In the classical client/server architecture, the database and the client
may use different encoding schemes to represent character data. For example
in a Japanese application, the database might use (a variety of) EUC character
set and the client might use (a variety of) SJIS character set. Thus character
encoding conversion is required. The solution is well known and long established:
Oracle Net transparently handles the conversion (as specified by the database
character set and the NLS_LANG client environment variable). A corresponding
issue exists for Utl_Http. When a request is sent it might need to
be encoded differently than the database character set (because the
sender knows that the target URL requires this). And when a response is received,
it may again be encoded differently from the database character set (because
that's the non-negotiable behavior of the target URL).
There are two areas of concern when sending a request: the URL and the request
body. When sending by the "GET" method, all request parameterization
is via the URL itself, typically after the ? delimiter. Search terms
for example are normally handled this way. HTTP defines no convention for
specifying different character sets for the URL and expects that everything
is 7-bit ASCII. Other character encoding schemes should be represented as
the hex codes of their bytes using the %nn notation. (The sender of
the request must know from documentation what character set the URL expects
to decode from the hex representation.) Oracle9i introduces the Utl_Url
package which has functions to convert from the database character set to
a hex coded representation of a specified character set, and vice versa. In
addition, these functions handle the conversion of the reserved symbols: percent
(%), semi-colon (;) slash (/), question mark (?), colon (:), at sign (@),
ampersand (&), equals sign (=), plus sign (+), dollar sign ($), and comma
(,).
When sending by the "PUT" method, the character set of the request
body should be set via the charset attribute of the Content-Type in
the request header, using the new Utl_Http.Set_Header procedure. If
this is done, it gives Oracle sufficient information to transform appropriately
when sending a character request body (by using Utl_Http.Write_Text).

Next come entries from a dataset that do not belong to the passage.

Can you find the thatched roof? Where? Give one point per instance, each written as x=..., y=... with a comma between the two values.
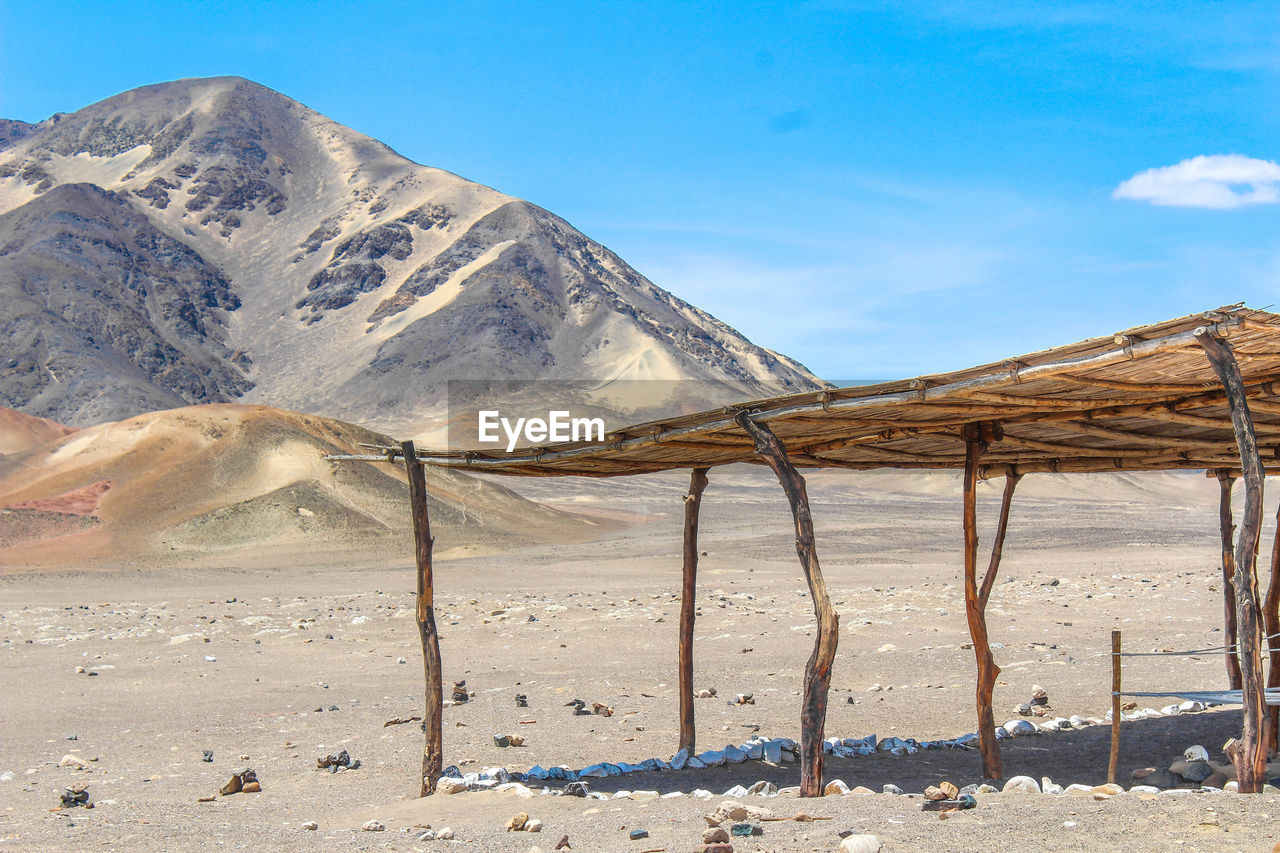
x=1144, y=398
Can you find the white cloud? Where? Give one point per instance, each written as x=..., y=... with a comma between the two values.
x=1219, y=182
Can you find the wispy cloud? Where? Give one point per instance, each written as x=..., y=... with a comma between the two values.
x=1219, y=182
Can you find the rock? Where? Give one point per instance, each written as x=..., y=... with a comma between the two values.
x=960, y=803
x=1215, y=780
x=451, y=785
x=1022, y=784
x=1197, y=771
x=1161, y=779
x=76, y=796
x=1019, y=728
x=336, y=761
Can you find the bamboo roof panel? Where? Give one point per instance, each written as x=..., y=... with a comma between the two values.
x=1143, y=398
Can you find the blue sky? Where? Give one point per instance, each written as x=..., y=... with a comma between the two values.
x=878, y=190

If the charset attribute is not set in the request header, then no
character set conversion takes place unless the user has catered for it via
the overloaded procedure Utl_Http.Set_Body_Charset. The variant Set_Body_Charset(charset
varchar2) - a.k.a. the global variant - allows the user to set
a fallback character set, to be assumed, if no other information is provided,
for both requests and responses for the session. The variant Set_Body_Charset(r
Utl_Http.Req, charset varchar2) - a.k.a the request variant, allows
the user to insist on a character set for the body for this request. (A record
of PL/SQL type Utl_Http.Req is returned when the HTTP request is begun
with Utl_Http.Begin_Request.) The choice made via the request variant
will not only override that made via the global variant but will also override
that made via the charset attribute of the request header. For this
reason, the recommended way to specify the character set conversion for the
request body is via the charset attribute of the header. Only if the
user has a special reason for leaving this unspecified in the request header
would he use the request variant of Set_Body_Charset.
There is just one area of concern when receiving the response: the response
body. If the implementation of the URL is well-mannered, then the character
set of the response body will be specified correctly in the charset attribute
of the Content-Type in the response header, accessible to the user via the
procedure Utl_Http.Get_Header. Oracle will implicitly perform the appropriate
conversion in connection with calling Utl_Http.Read_Text. However,
this is often not set. In this case the user can use the global variant of
Set_Body_Charset to determine the character set conversion. However,
the charset attribute of the response header is sometimes set wrong.
(This is likely when pages in different character sets are served up as files
from the filesystem seen by the webserver, since the Content-Type header information
will often be set globally for the server with no mechanism to make it file
specific.) For this reason a third overloaded variant Set_Body_Charset(r
Utl_Http.Resp,charset varchar2) is provided - a.k.a. the response variant.
(A record of PL/SQL type Utl_Http.Resp is returned when the HTTP response
is got with Utl_Http.Get_Response.) The choice made via the response
variant will override that made via the global variant and that expressed
via the charset attribute of the response header.
Note: from Oracle8i v8.1.6 and pre-Oracle9i, Oracle detected
the charset of the response body (if this was specified) and used the
information to do the character set conversion. And if the charset
attribute of the response body was not specified then no conversion took place
and no overriding or fallback mechanism was provided. Under special circumstances
(eg fetching a SJIS Japanese response where the charset attribute is
not specified into a EUC database) problems arose pre-Orcale9i.
Thus the user now has full control over all character set conversion issues.
In an extreme case, where the response body is Content-Type text/html and
where the HTML <meta> tag is used to specify the character set,
the user can retrieve the response body into a PL/SQL RAW with Utl_Http.Read_Raw
and then write custom code to parse the HTML and to convert to the database
character set in a PL/SQL VARCHAR2 once the response character set is discovered.